Place bacon on each of the triangles.
Top with about 1/3 of the cheese
Carefully spoon eggs over cheese. Sprinkle remaining cheese. Fold crescents over (you may have to fold the bacon again to make sure it fits).
Carefully brush dough with 1 tablespoon Olive oil. Sprinkle some caraway seed. Place in oven and bake for 17-20 minutes, or until golden brown.
Not to pat myself on the back or anything, but it turn out SO SO GOOD!
- 4 slices bacon, cut in half crosswise
- 1 can (8 oz) Pillsbury® refrigerated crescent dinner rolls
- 5 large eggs
- 1 cup shredded Mozzarella cheese ( You can use Cheddar as well)
- Salt and pepper, if desired
- caraway seed
- 1 tablespoon Olive oil
- Heat oven to 375°F. Line large cookie sheet with cooking parchment paper.
- In large skillet, cook bacon over medium heat about 4 minutes or until cooked but not crisp, turning once. (It will continue to cook in oven.) Set bacon aside;
- Scramble your eggs in skillet.
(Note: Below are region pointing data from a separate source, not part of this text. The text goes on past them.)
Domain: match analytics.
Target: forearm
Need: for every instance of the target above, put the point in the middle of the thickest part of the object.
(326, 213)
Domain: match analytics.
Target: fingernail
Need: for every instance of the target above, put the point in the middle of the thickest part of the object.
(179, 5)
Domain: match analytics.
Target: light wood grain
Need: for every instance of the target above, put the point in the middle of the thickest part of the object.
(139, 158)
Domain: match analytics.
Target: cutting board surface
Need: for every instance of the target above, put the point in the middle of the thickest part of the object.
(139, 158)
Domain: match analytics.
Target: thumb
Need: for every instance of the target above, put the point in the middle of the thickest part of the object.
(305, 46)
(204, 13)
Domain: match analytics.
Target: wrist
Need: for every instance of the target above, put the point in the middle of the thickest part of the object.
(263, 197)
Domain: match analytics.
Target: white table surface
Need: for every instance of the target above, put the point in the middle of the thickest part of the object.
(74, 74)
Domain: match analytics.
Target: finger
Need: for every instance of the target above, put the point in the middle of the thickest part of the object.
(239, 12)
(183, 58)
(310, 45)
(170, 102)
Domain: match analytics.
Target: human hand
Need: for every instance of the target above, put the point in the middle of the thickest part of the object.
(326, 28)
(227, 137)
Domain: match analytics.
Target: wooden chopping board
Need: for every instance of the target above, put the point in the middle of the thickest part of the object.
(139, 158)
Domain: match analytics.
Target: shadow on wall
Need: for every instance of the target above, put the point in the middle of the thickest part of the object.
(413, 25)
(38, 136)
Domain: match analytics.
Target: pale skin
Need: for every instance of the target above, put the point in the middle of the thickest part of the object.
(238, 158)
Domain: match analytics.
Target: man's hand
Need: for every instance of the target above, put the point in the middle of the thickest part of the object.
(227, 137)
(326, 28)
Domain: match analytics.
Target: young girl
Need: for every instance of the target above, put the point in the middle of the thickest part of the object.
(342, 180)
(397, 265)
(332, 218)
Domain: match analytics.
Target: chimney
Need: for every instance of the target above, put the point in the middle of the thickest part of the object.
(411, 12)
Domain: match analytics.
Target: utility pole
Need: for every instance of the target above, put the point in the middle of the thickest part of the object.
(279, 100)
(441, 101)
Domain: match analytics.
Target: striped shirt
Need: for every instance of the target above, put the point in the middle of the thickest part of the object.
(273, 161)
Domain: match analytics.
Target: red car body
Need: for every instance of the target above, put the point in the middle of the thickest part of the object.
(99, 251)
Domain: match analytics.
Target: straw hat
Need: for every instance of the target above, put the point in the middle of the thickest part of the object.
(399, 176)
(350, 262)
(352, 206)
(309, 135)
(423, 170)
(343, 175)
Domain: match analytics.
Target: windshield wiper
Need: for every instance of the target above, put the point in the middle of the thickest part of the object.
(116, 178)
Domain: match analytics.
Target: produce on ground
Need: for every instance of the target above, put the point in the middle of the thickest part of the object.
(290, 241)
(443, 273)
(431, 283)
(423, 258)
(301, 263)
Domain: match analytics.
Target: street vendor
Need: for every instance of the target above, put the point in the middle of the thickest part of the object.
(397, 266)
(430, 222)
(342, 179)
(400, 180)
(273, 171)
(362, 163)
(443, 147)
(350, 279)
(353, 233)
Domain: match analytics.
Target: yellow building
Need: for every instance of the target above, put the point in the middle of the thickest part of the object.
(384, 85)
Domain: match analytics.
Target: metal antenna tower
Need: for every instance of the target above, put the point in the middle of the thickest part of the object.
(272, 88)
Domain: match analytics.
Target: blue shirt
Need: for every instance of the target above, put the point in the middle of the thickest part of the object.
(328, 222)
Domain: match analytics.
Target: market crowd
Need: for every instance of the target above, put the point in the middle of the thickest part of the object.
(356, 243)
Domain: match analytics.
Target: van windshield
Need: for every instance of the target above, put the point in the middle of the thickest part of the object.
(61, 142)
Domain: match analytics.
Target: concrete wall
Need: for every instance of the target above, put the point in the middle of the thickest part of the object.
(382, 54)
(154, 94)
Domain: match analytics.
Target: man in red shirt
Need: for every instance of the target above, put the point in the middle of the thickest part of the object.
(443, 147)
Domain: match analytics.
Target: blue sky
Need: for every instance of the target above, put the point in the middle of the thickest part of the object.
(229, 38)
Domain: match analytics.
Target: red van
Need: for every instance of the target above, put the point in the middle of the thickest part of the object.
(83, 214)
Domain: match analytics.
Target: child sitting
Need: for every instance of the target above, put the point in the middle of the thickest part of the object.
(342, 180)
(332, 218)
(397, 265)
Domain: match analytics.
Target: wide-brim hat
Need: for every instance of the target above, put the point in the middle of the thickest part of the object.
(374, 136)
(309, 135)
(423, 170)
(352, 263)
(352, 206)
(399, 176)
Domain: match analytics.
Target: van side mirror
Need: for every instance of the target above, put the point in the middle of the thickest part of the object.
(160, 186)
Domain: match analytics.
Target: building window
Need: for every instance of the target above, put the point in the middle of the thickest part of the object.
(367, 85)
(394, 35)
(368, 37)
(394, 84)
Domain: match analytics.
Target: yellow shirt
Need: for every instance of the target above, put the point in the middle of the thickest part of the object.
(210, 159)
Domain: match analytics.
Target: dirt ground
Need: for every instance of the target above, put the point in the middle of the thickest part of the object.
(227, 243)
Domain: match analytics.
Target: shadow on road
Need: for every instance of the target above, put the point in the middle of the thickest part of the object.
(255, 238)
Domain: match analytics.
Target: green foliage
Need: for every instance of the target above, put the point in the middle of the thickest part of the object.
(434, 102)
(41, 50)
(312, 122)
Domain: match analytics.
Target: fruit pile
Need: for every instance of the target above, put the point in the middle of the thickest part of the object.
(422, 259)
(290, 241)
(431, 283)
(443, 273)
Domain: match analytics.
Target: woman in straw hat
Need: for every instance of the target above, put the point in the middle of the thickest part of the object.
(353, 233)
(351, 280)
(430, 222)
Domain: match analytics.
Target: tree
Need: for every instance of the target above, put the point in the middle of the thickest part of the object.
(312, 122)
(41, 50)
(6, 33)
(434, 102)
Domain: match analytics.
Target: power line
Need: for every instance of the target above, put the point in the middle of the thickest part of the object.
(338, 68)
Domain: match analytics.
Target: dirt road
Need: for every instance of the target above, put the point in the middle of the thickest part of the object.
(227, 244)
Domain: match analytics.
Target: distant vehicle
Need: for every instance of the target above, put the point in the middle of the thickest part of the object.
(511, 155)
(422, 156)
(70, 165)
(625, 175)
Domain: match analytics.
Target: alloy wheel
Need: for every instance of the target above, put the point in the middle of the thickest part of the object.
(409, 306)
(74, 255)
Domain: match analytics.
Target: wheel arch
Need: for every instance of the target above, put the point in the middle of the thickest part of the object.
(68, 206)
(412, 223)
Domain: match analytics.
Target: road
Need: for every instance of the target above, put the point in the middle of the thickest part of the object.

Salt and pepper, to taste.
- Unroll dough; separate into 8 triangles.
- On parchment-lined cookie sheet, arrange triangles in a star formation
- (the longer sides of each crescent on the inside with the pointed ends pointing out.)
- Place bacon on each of the triangles.
- Sprinkle ⅓ cup of the cheese onto widest part of dough.
- Carefully spoon eggs over cheese.
- Sprinkle remaining cheese.
- Pull points of triangles over eggs and cheese, and tuck under dough to form ring (filling will be visible).
- Carefully brush dough with 1 tablespoon Olive oil;
- Sprinkle some caraway seed
- Place in oven and bake for 17-20 minutes, or until golden brown. Cool 2 minutes.
- With broad spatula, carefully loosen ring from cookie sheet; slide onto serving platter.
- Slice in between each crescent to make 8 individual pieces.